Láquesis sentencia el declive de Abril. Abril infame, Abril licuado. Frente a la última rebelión de las saetas, Abril se desvanecía como quien nunca llegó a ser más que una columna baldía jugando al escondite. Pero aquel tañido no trascendía hasta los corazones rasgados del East End de Londres.
Los callejones, esbozados sobre un lienzo de inmundicia y suciedad, eran testigos de la vorágine que inundaba cada esquina; las fachadas necrológicas mantenían su mirada permanente sobre cada trance, habiéndose consumido con pretextos en forma de grietas, y el libertinaje que escapaba exhausto de cada antro desprendía un matiz tintado de gris. La cadencia discordante de los pianos y la serenata de una armónica olvidada se entremezclaban con la brisa que arrullaba el griterío de los marginados.
La incertidumbre que vagaba por el resplandor de las farolas apenas le permitía a éste perforar la oscuridad e iluminar las figuras desaliñadas que se recortaban sobre aquel escenario de mártires y verdugos. El látigo se hacía llamar hambre, errante famélico que arrastraba de su mano el desacierto de aquellos dispuestos a matar por dos chelines y un compás.

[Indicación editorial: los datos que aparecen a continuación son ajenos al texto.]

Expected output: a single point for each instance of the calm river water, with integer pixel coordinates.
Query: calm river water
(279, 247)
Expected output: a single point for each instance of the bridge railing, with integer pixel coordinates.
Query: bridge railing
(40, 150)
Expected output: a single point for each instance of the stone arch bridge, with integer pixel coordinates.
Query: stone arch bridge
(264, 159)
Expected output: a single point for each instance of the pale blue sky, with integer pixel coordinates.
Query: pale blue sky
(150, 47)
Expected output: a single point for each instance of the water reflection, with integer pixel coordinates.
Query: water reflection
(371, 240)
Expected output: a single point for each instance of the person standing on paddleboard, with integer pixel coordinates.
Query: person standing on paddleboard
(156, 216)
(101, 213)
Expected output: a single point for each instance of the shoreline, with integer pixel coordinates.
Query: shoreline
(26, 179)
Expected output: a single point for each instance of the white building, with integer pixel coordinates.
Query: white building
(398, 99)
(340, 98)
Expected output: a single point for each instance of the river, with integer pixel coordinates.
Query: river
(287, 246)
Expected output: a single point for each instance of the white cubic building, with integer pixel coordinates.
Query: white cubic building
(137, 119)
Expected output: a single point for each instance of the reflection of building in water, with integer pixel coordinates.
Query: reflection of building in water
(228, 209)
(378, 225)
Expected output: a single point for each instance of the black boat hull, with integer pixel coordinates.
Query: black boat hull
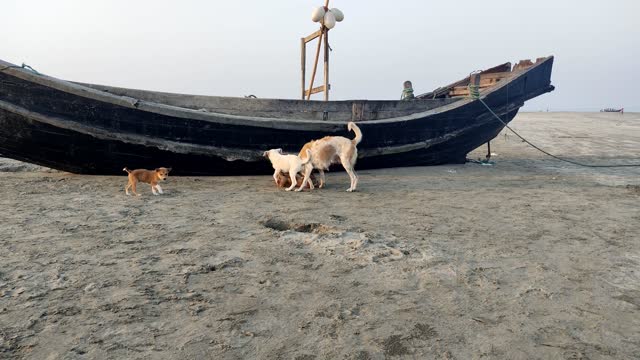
(48, 125)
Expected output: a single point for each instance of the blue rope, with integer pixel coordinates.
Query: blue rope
(23, 66)
(476, 95)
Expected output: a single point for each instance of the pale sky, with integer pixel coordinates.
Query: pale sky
(236, 48)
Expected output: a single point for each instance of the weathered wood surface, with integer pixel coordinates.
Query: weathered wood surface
(98, 129)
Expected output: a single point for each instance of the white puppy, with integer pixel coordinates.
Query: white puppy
(291, 164)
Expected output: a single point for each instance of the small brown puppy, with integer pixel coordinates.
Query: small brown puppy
(284, 181)
(146, 176)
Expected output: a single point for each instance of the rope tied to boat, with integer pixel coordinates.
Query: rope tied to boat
(23, 66)
(476, 96)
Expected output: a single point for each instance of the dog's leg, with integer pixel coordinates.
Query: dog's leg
(307, 173)
(352, 174)
(294, 182)
(322, 179)
(133, 188)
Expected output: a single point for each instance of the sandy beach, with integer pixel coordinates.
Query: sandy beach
(529, 258)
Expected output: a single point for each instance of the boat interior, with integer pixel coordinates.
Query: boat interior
(350, 110)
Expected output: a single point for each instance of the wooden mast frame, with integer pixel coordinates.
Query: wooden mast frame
(323, 36)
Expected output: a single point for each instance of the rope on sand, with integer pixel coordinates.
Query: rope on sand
(23, 66)
(475, 94)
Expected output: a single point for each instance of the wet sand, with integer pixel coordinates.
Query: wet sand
(529, 258)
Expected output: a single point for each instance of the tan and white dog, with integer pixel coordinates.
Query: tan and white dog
(152, 177)
(291, 164)
(332, 150)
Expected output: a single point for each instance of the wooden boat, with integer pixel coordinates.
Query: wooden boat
(621, 110)
(95, 129)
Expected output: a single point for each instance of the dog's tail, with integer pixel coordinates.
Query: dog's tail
(305, 162)
(353, 127)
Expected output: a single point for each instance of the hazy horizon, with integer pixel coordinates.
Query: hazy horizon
(253, 47)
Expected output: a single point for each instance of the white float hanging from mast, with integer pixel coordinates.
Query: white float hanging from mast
(327, 19)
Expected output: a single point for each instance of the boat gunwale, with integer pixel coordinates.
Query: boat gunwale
(229, 119)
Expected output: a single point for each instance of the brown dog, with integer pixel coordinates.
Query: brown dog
(146, 176)
(331, 150)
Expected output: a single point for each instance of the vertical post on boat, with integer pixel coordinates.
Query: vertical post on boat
(326, 63)
(315, 63)
(327, 19)
(303, 61)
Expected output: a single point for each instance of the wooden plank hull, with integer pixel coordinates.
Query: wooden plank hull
(90, 130)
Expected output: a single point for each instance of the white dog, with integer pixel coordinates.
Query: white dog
(291, 164)
(331, 150)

Las mujeres eran carne de viento enfurecido. Normalmente enfermizas y con el alma olvidada entre tanto quebranto, quienes tenían la suerte de poseer cierto atractivo y el lujo de poder permitirse un vestido decente buscaba clientes en Whitechapel, entregándose sin contrariedades por un par de peniques.
Hayley Rolland maldecía el primer instante en el que había impregnado su tráquea del oxígeno de la gran ciudad.